Here is where I must insist on a point my critics have always found inconvenient. The straightforward response — 'European governments must simply spend more on defence' — collides immediately with the very household analogy I have spent my career arguing against. If every European state simultaneously cuts civilian public investment to fund a rapid military build-up, the aggregate demand consequences across the continent could be severe. The paradox of thrift operates at the international scale just as it does at the national one. A co-ordinated, deliberate approach — one that treats the new defence requirement as a genuine public investment programme, financed through borrowing at long maturities where fiscal space exists, and through European-level instruments where it does not — is not profligacy. It is macroeconomics.
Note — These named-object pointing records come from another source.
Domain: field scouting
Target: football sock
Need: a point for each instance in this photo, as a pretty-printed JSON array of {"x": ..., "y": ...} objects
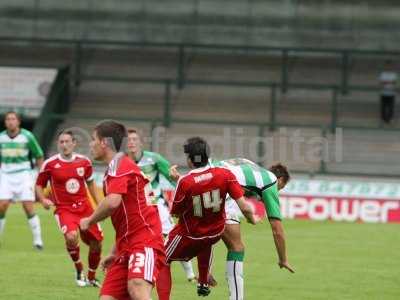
[
  {"x": 164, "y": 283},
  {"x": 234, "y": 275},
  {"x": 34, "y": 224},
  {"x": 74, "y": 254},
  {"x": 188, "y": 268},
  {"x": 94, "y": 260}
]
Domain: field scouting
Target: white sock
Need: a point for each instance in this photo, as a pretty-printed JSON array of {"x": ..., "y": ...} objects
[
  {"x": 2, "y": 224},
  {"x": 234, "y": 277},
  {"x": 34, "y": 223},
  {"x": 188, "y": 268}
]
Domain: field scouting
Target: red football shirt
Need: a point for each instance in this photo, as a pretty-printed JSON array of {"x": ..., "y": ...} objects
[
  {"x": 68, "y": 180},
  {"x": 136, "y": 222},
  {"x": 199, "y": 200}
]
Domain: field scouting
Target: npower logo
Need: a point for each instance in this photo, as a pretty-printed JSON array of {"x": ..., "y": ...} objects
[{"x": 341, "y": 209}]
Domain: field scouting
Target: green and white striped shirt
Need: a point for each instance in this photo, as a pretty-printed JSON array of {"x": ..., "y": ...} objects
[
  {"x": 153, "y": 165},
  {"x": 256, "y": 179},
  {"x": 15, "y": 152}
]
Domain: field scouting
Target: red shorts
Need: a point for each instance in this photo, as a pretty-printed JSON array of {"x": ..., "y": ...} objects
[
  {"x": 69, "y": 221},
  {"x": 180, "y": 247},
  {"x": 140, "y": 263}
]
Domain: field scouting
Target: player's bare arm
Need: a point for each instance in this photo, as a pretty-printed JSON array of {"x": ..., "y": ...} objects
[
  {"x": 246, "y": 210},
  {"x": 280, "y": 244},
  {"x": 46, "y": 202},
  {"x": 39, "y": 162},
  {"x": 93, "y": 191},
  {"x": 174, "y": 173},
  {"x": 103, "y": 211}
]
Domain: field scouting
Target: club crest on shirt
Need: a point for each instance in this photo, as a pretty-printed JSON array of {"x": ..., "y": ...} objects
[
  {"x": 80, "y": 171},
  {"x": 72, "y": 186}
]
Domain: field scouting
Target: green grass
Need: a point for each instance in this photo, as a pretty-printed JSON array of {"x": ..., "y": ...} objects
[{"x": 332, "y": 261}]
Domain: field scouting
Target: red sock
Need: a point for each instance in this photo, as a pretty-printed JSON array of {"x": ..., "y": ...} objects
[
  {"x": 164, "y": 283},
  {"x": 203, "y": 263},
  {"x": 74, "y": 254},
  {"x": 94, "y": 260}
]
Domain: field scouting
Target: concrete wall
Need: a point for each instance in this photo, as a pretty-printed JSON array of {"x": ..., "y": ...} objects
[{"x": 353, "y": 24}]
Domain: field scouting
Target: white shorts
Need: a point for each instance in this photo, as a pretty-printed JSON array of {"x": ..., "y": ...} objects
[
  {"x": 17, "y": 186},
  {"x": 233, "y": 212},
  {"x": 167, "y": 223}
]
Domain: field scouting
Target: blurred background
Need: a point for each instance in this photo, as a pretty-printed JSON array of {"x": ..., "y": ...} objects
[{"x": 299, "y": 82}]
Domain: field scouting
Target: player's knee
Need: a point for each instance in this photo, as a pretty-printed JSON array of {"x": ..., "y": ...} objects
[
  {"x": 71, "y": 238},
  {"x": 95, "y": 246},
  {"x": 236, "y": 246},
  {"x": 139, "y": 289},
  {"x": 3, "y": 208}
]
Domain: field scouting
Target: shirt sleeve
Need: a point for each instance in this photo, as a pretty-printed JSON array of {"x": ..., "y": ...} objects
[
  {"x": 235, "y": 190},
  {"x": 163, "y": 166},
  {"x": 43, "y": 176},
  {"x": 270, "y": 198},
  {"x": 34, "y": 146},
  {"x": 89, "y": 176},
  {"x": 178, "y": 204},
  {"x": 117, "y": 185}
]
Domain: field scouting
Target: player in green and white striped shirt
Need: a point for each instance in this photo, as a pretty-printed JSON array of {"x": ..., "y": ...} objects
[
  {"x": 154, "y": 165},
  {"x": 265, "y": 184},
  {"x": 17, "y": 147}
]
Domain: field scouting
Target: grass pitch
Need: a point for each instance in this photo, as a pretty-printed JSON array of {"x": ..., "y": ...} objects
[{"x": 332, "y": 261}]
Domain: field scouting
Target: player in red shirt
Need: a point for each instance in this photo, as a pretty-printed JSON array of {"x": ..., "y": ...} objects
[
  {"x": 138, "y": 253},
  {"x": 199, "y": 202},
  {"x": 70, "y": 175}
]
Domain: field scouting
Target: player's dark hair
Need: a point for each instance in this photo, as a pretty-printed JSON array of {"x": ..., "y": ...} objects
[
  {"x": 11, "y": 112},
  {"x": 197, "y": 150},
  {"x": 113, "y": 131},
  {"x": 280, "y": 171},
  {"x": 68, "y": 132},
  {"x": 135, "y": 130}
]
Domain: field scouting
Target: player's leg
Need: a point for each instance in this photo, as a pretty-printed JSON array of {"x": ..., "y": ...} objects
[
  {"x": 234, "y": 264},
  {"x": 204, "y": 261},
  {"x": 115, "y": 281},
  {"x": 167, "y": 224},
  {"x": 233, "y": 241},
  {"x": 73, "y": 249},
  {"x": 144, "y": 268},
  {"x": 34, "y": 223},
  {"x": 93, "y": 238},
  {"x": 139, "y": 289},
  {"x": 6, "y": 195},
  {"x": 188, "y": 269},
  {"x": 3, "y": 209},
  {"x": 107, "y": 298},
  {"x": 27, "y": 196}
]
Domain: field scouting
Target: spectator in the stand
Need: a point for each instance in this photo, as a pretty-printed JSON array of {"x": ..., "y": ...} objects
[{"x": 388, "y": 79}]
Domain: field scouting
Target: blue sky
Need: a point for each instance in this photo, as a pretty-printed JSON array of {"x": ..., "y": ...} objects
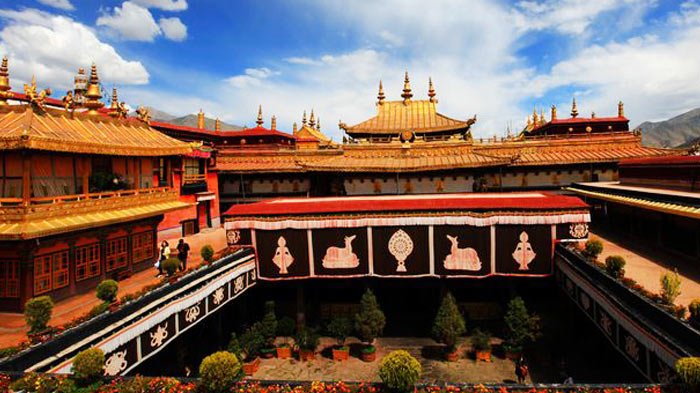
[{"x": 496, "y": 59}]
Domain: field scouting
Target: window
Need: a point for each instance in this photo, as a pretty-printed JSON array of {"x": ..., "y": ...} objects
[
  {"x": 142, "y": 246},
  {"x": 116, "y": 253},
  {"x": 87, "y": 262},
  {"x": 9, "y": 279}
]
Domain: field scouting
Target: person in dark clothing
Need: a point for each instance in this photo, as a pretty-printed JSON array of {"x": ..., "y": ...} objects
[{"x": 183, "y": 251}]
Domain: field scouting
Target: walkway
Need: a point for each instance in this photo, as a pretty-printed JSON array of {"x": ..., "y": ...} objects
[
  {"x": 646, "y": 266},
  {"x": 13, "y": 329}
]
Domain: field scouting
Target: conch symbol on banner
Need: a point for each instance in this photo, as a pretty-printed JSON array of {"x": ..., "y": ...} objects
[
  {"x": 282, "y": 256},
  {"x": 523, "y": 253},
  {"x": 341, "y": 258},
  {"x": 400, "y": 246},
  {"x": 461, "y": 258}
]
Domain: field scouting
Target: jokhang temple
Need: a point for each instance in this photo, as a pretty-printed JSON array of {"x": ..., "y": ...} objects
[{"x": 88, "y": 191}]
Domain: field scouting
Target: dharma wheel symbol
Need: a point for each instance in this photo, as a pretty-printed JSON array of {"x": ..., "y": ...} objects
[{"x": 400, "y": 246}]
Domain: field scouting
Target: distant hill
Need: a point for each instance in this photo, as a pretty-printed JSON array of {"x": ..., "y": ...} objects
[
  {"x": 680, "y": 131},
  {"x": 189, "y": 120}
]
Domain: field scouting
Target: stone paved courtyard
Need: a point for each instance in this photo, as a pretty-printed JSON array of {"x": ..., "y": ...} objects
[{"x": 426, "y": 350}]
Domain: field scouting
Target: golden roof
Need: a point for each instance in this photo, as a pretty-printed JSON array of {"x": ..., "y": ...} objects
[{"x": 60, "y": 131}]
I am aware that some will reach for the opposite error: insisting that because austerity is dangerous, no adjustment is required at all. That will not do either. The adjustment is required; the question is how to sequence and finance it so that it adds to productive capacity rather than crowding out the civilian investment — green infrastructure, education, health — on which long-run growth depends. This is precisely the kind of problem that warrants the deliberate architectural design of nations sitting around a table, which is to say, exactly the kind of problem I spent the last years of my life trying to build institutions capable of solving.
I cannot speak to the operational details of modern alliance structures, the precise burden-sharing formulae, or the engineering of European defence bonds — those institutional forms emerged after my time and I defer on their mechanics. But the macroeconomic principle is as old as my General Theory: when private (or, in this case, allied) demand for a public good is withdrawn, the state — or in this instance the community of states — must decide consciously whether to fill the gap, and how. Dithering is itself a choice, and it is rarely the cheapest one. The six-month review Secretary Hegseth has announced, whatever its politics, at least forces that decision into the open. On that narrow point, clarity is preferable to the comfortable indefiniteness that preceded it.